Sentí esta tristeza-mar tras ver el documental sobre Chet Baker, Let´s get lost.
Mi madre dejó un pudín en la nevera y varias tapas de yogourt Danone con las que se podía conseguir el Libro mágico, para niños, de la familia Danone.
Quedó más silencio en el estudio donde escribo, similar al espacio que los japoneses llaman tokonoma, pero que se advierte también en el cante jondo o en ciertos boleros casi blues, grabados a guitarra y voz.
Mi madre me dejó una soledad por dentro que las canciones que antes me protegían ahora me desnudan. Se llevó su forma de reír asiática y esa mirada cómplice de saber todo lo que pienso.

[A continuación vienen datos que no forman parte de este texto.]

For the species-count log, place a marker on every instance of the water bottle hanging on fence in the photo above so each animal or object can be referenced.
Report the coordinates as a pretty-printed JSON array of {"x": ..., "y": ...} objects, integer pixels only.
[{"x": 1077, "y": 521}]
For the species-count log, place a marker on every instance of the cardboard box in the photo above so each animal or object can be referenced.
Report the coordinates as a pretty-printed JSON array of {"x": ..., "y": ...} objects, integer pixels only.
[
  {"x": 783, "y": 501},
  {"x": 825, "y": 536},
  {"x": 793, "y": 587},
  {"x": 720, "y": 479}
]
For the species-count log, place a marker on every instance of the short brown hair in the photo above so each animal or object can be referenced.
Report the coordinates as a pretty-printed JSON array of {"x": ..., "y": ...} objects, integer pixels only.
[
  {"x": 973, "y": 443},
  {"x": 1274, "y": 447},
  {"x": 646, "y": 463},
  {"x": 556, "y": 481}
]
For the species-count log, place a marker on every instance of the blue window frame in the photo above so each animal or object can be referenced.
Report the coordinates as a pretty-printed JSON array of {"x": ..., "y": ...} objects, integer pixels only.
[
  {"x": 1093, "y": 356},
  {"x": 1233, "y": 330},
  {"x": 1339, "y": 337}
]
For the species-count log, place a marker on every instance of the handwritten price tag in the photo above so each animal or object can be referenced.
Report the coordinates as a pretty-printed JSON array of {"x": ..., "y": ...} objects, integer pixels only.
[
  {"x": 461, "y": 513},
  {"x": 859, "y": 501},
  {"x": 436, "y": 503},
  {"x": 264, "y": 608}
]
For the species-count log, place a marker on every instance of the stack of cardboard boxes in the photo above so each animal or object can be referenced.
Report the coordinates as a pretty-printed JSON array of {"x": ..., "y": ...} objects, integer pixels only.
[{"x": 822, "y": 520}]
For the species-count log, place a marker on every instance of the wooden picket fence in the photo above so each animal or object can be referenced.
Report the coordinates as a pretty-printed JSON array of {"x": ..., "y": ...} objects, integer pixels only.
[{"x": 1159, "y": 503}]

No tomé leche condensada y un café, en un bar italiano, lo hice en otro. Sí pude ir con ella, muy cerca del amanecer, a la Barceloneta, y tomarnos un cortado con el Mediterráneo en primer plano que es la prolongación del mismo mar que toca aquella isla y también una canción. El mar que no solo era escenografía, sino un azul común a nuestra memoria de donde ella me trajo el engranaje de un entorno familiar que ya había perdido.
No fui capaz de cerrar el sofá cama donde durmió mientras estuvo de visita, hasta una semana más tarde; abierto, me daba la sensación de que podía entrar en cualquier momento y dar un paseo mañanero por Travessera de Gràcia, la calle que más le gustó. Allí lo encontraba todo quizás porque le recordaba el barrio de Centro Habana en su juventud de los años cincuenta, o quizá porque allí aprendió su primera palabra en catalán, Adeu (adiós).